To get more practice and build confidence, I left the safety net of my classmate ensemble and attended a drop-in class with strangers. Even though I didn’t know my scene partners, I assumed basic improv rules such as, “support your partner,” and “accept your partner’s offer as fact” would provide a supportive environment for my brave new world.
At first, the new experience went well. As class went on, however, my performance slowly drifted downward, and my confidence soon followed.
After a few flailing scenes, I attempted to enter a new scene as a nervous applicant applying for a job with a pirate. As I knocked on the imaginary door, my pirate scene partner ignored me so I knocked again. He still didn’t invite me in. He shot me instead. Before I even had a chance to speak.
The crowd loved it so he shot me again! “She won’t go down easy!” he said with a rowdy pirate accent as he got out his imaginary muzzleloader and shot me again.
Meanwhile, as everyone laughed, I laid silently on the stage feeling as though I really had taken shots to the gut. Not only did his lack of response to my knock seem to violate some basic rules of the game, but my lack of confidence left me without my own response. I completely froze.
When class ended, I fled with overwhelming feelings of embarrassment. The tight feeling in my chest told me this was about more than a reaction to an improv game.
In the days that followed, I heroically fought my inclination to look for reasons to blame The Pirate for not playing by the rules. I challenged myself to find the lesson and not make him the bad guy and to give him the benefit of the doubt. “He got a laugh. That must have felt awesome!”

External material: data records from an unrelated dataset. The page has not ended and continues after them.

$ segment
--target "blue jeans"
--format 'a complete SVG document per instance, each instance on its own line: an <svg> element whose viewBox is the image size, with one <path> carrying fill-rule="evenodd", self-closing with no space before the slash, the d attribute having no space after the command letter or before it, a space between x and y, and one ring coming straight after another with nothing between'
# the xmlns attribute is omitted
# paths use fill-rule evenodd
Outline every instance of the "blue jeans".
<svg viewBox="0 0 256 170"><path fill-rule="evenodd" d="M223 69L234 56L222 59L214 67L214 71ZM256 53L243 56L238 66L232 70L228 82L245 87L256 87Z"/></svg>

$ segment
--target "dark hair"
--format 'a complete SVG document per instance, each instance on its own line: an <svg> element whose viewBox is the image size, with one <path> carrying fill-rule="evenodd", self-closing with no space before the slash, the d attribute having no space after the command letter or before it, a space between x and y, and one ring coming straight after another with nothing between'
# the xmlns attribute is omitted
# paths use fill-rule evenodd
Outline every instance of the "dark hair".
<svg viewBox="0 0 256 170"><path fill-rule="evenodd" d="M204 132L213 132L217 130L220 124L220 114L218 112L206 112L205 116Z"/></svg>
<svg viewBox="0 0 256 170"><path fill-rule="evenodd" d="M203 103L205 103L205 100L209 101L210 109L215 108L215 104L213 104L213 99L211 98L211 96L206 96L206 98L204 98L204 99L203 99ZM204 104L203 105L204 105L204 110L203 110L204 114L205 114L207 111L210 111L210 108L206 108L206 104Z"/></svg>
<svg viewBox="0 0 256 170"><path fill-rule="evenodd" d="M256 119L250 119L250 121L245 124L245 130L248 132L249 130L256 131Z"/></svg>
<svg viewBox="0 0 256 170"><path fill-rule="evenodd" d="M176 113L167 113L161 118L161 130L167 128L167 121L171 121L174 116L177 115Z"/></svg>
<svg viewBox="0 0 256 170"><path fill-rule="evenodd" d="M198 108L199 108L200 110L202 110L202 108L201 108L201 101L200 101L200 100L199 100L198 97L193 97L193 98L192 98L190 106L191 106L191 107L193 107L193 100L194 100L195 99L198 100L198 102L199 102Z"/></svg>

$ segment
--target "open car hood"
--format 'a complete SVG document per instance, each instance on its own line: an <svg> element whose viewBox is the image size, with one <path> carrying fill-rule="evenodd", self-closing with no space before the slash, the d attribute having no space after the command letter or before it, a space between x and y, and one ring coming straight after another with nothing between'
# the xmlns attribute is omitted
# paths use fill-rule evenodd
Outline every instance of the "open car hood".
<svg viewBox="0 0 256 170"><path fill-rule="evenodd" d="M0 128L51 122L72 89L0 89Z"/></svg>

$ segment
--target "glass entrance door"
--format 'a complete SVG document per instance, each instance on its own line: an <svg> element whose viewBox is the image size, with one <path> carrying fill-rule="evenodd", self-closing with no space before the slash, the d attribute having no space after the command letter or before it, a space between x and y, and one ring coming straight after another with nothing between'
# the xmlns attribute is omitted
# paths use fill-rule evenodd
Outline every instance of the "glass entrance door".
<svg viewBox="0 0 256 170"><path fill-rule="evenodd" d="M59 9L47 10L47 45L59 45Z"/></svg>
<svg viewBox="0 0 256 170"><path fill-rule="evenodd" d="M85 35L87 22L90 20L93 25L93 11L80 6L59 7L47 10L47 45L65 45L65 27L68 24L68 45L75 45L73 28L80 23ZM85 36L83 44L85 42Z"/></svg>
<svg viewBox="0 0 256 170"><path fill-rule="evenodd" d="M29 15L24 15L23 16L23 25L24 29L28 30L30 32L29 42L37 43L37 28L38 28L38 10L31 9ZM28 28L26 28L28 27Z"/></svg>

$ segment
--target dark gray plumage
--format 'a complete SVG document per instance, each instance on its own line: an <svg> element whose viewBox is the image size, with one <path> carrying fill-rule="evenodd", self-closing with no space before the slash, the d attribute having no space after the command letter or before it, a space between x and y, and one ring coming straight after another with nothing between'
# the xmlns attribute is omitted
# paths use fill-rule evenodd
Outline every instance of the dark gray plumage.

I reflected on the times in business and in life where I have experienced a cheap shot or when I have committed the same act. How many times have I been The Pirate in a meeting and shot down an idea before the person had a chance to explain? Has my quick trigger ever left a colleague or a client feeling the way The Pirate’s actions left me?
And was my negative feeling really about getting shot down or was it because I lacked confidence in my skills? I mean, I’m not THAT bad. Did I actually shoot myself first? Was that the real source of my humiliation?

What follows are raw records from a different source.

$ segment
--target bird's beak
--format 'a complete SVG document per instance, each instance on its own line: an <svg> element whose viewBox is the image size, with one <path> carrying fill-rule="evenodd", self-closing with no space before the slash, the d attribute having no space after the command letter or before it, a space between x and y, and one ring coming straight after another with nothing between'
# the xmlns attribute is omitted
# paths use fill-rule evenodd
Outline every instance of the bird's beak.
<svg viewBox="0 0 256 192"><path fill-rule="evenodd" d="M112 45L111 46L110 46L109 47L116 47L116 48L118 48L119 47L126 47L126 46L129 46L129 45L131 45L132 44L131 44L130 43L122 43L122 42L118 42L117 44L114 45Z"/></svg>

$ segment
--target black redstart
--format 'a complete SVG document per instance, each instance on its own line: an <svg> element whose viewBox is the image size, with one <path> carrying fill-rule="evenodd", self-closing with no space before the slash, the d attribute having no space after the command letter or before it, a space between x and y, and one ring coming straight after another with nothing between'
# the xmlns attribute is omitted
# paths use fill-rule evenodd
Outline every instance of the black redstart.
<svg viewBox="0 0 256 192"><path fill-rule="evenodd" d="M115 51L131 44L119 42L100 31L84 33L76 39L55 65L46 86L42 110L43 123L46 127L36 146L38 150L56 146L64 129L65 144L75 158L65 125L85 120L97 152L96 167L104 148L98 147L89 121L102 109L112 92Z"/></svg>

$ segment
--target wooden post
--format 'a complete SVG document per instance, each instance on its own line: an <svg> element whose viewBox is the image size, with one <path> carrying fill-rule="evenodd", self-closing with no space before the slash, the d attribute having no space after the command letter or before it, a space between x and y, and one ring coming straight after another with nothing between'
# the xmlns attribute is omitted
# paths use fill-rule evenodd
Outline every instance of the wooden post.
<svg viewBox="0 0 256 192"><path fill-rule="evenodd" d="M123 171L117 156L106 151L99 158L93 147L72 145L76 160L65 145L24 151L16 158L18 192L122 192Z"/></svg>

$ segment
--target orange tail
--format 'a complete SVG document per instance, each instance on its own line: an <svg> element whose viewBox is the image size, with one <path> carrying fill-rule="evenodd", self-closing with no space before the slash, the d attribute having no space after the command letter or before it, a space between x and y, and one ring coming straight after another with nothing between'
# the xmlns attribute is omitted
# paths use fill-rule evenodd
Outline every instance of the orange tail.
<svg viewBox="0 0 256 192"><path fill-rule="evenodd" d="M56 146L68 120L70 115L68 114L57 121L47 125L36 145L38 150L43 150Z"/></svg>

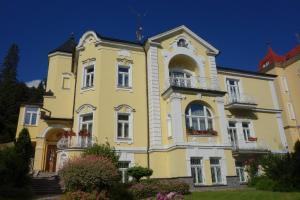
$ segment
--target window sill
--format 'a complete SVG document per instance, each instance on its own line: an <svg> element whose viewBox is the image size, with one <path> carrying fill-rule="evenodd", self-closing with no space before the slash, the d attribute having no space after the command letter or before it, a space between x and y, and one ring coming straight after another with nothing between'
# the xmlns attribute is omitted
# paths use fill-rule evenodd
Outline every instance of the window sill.
<svg viewBox="0 0 300 200"><path fill-rule="evenodd" d="M83 87L83 88L81 88L80 93L87 92L87 91L95 91L95 87L94 86L92 86L92 87Z"/></svg>

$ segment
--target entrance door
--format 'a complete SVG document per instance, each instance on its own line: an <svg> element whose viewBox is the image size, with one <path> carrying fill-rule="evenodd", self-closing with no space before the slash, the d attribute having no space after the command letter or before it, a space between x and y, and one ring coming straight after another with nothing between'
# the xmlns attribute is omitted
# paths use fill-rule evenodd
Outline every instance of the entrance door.
<svg viewBox="0 0 300 200"><path fill-rule="evenodd" d="M56 145L48 145L47 157L46 157L46 169L47 172L55 172L56 168Z"/></svg>

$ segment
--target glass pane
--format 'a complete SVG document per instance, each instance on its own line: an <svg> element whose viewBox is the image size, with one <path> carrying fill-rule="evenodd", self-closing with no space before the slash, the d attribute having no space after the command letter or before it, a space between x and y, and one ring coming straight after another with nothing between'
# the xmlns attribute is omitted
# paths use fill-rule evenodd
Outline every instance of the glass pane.
<svg viewBox="0 0 300 200"><path fill-rule="evenodd" d="M221 168L216 167L216 171L217 171L217 181L218 181L218 183L221 183L222 182Z"/></svg>
<svg viewBox="0 0 300 200"><path fill-rule="evenodd" d="M123 74L120 74L120 73L118 76L118 85L123 85Z"/></svg>
<svg viewBox="0 0 300 200"><path fill-rule="evenodd" d="M118 137L122 137L122 123L118 123Z"/></svg>
<svg viewBox="0 0 300 200"><path fill-rule="evenodd" d="M197 183L196 182L196 169L194 167L192 167L191 170L192 170L193 183Z"/></svg>
<svg viewBox="0 0 300 200"><path fill-rule="evenodd" d="M86 122L86 121L92 121L93 120L93 115L83 115L82 116L82 122Z"/></svg>
<svg viewBox="0 0 300 200"><path fill-rule="evenodd" d="M207 129L212 130L212 129L213 129L212 119L208 119L207 122L208 122L208 127L207 127Z"/></svg>
<svg viewBox="0 0 300 200"><path fill-rule="evenodd" d="M32 125L36 124L36 117L37 117L37 114L36 113L32 113L32 115L31 115L31 124Z"/></svg>
<svg viewBox="0 0 300 200"><path fill-rule="evenodd" d="M210 170L211 170L211 180L213 183L216 183L216 174L215 174L214 167L211 167Z"/></svg>
<svg viewBox="0 0 300 200"><path fill-rule="evenodd" d="M191 105L191 113L196 116L204 116L203 106L200 104Z"/></svg>
<svg viewBox="0 0 300 200"><path fill-rule="evenodd" d="M125 86L129 86L129 79L128 79L128 74L125 74Z"/></svg>
<svg viewBox="0 0 300 200"><path fill-rule="evenodd" d="M126 123L126 124L124 124L124 137L125 138L128 138L128 136L129 136L129 126L128 126L128 124Z"/></svg>
<svg viewBox="0 0 300 200"><path fill-rule="evenodd" d="M197 167L198 183L202 183L202 170L201 167Z"/></svg>
<svg viewBox="0 0 300 200"><path fill-rule="evenodd" d="M125 72L125 73L128 73L128 72L129 72L129 68L128 68L128 67L120 67L120 66L119 66L119 72Z"/></svg>
<svg viewBox="0 0 300 200"><path fill-rule="evenodd" d="M200 122L200 130L206 130L205 119L204 118L200 118L199 122Z"/></svg>
<svg viewBox="0 0 300 200"><path fill-rule="evenodd" d="M126 114L119 114L118 115L118 120L122 120L122 121L128 121L129 115Z"/></svg>
<svg viewBox="0 0 300 200"><path fill-rule="evenodd" d="M192 117L192 129L199 130L198 119L196 117Z"/></svg>
<svg viewBox="0 0 300 200"><path fill-rule="evenodd" d="M29 113L26 113L25 114L25 124L30 124L30 114Z"/></svg>

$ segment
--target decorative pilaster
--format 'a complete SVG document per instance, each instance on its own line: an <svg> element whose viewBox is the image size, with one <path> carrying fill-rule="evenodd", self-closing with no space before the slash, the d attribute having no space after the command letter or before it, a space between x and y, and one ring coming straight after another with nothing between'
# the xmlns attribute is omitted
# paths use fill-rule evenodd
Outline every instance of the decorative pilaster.
<svg viewBox="0 0 300 200"><path fill-rule="evenodd" d="M150 44L147 51L148 104L150 147L161 146L160 89L157 47Z"/></svg>
<svg viewBox="0 0 300 200"><path fill-rule="evenodd" d="M210 78L211 78L211 87L214 89L219 88L219 81L218 81L218 72L216 66L216 58L214 55L208 55L209 66L210 66Z"/></svg>
<svg viewBox="0 0 300 200"><path fill-rule="evenodd" d="M215 99L215 102L217 104L217 109L219 113L219 124L220 124L220 132L222 135L222 141L224 145L230 145L229 144L229 138L228 138L228 131L227 131L227 121L225 118L225 108L224 108L224 97L217 97Z"/></svg>
<svg viewBox="0 0 300 200"><path fill-rule="evenodd" d="M182 122L183 115L181 110L182 95L173 93L170 96L171 119L172 119L172 134L174 143L183 142L184 133Z"/></svg>

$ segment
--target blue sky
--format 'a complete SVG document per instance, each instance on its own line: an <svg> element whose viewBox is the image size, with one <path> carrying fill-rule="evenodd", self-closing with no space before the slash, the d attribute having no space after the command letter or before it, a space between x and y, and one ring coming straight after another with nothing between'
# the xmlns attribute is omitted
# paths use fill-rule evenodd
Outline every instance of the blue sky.
<svg viewBox="0 0 300 200"><path fill-rule="evenodd" d="M143 13L146 37L186 25L221 51L217 64L257 70L271 42L278 53L297 44L299 0L1 0L0 62L11 43L20 47L19 79L47 76L47 54L72 32L76 39L87 30L135 40L136 18Z"/></svg>

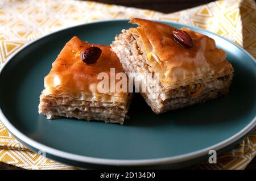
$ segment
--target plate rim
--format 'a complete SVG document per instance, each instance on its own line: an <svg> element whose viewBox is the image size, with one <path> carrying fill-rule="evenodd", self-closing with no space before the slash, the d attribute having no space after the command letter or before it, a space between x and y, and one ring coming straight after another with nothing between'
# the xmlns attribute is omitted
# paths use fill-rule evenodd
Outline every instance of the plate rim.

Several days later, with the life lesson in tow, I challenged myself to try again. I went to another drop-in class at a different improv school. And there he was. The Pirate.
At first he didn’t recognize me, and then as he remembered, he looked down sheepishly.

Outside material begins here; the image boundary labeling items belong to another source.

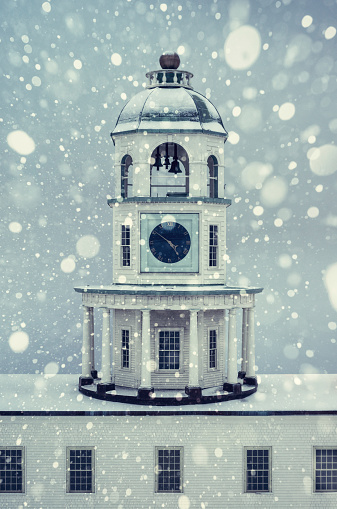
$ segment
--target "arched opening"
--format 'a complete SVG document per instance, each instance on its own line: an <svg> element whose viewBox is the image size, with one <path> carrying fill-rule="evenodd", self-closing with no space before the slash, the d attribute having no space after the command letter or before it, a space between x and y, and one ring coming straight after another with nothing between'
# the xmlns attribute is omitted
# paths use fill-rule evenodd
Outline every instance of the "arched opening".
<svg viewBox="0 0 337 509"><path fill-rule="evenodd" d="M189 163L186 150L177 143L162 143L150 159L150 196L188 196Z"/></svg>
<svg viewBox="0 0 337 509"><path fill-rule="evenodd" d="M218 198L218 160L215 156L209 156L208 166L208 197Z"/></svg>
<svg viewBox="0 0 337 509"><path fill-rule="evenodd" d="M121 163L121 196L122 198L130 198L133 196L133 171L132 157L126 154L123 156Z"/></svg>

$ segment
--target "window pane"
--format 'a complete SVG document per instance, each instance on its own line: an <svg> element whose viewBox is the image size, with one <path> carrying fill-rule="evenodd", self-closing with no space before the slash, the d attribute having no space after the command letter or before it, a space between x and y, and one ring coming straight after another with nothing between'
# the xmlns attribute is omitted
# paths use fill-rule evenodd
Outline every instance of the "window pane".
<svg viewBox="0 0 337 509"><path fill-rule="evenodd" d="M179 369L179 331L159 331L159 369Z"/></svg>
<svg viewBox="0 0 337 509"><path fill-rule="evenodd" d="M315 450L315 490L337 491L337 448Z"/></svg>
<svg viewBox="0 0 337 509"><path fill-rule="evenodd" d="M23 492L23 449L0 449L0 492Z"/></svg>
<svg viewBox="0 0 337 509"><path fill-rule="evenodd" d="M93 491L93 451L73 449L68 451L68 485L70 492Z"/></svg>
<svg viewBox="0 0 337 509"><path fill-rule="evenodd" d="M157 492L181 492L181 449L157 449Z"/></svg>
<svg viewBox="0 0 337 509"><path fill-rule="evenodd" d="M269 491L270 449L246 450L246 491Z"/></svg>

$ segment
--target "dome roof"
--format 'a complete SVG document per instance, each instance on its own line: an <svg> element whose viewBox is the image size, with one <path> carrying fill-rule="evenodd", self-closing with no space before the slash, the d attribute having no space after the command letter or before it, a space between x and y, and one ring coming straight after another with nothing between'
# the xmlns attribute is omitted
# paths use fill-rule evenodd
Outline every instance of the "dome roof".
<svg viewBox="0 0 337 509"><path fill-rule="evenodd" d="M112 135L142 131L205 132L227 138L217 109L190 86L191 73L163 68L146 76L150 80L148 88L124 106Z"/></svg>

“I’m sorry I shot you,” he said apologetically.
By that time, I realized I too had broken the rules. The best response in a scene is usually the honest response: “What would a person really do or say in that situation?” I could have built upon his reality with my own.
“That’s okay,” I said. “If I were playing the game again, I would say, ‘What a jerk! I can’t believe you shot me before I even had a chance to speak.’”
After a brief pause he laughed, we took the stage together for some new lessons, and this time I was ready for him to shoot me again.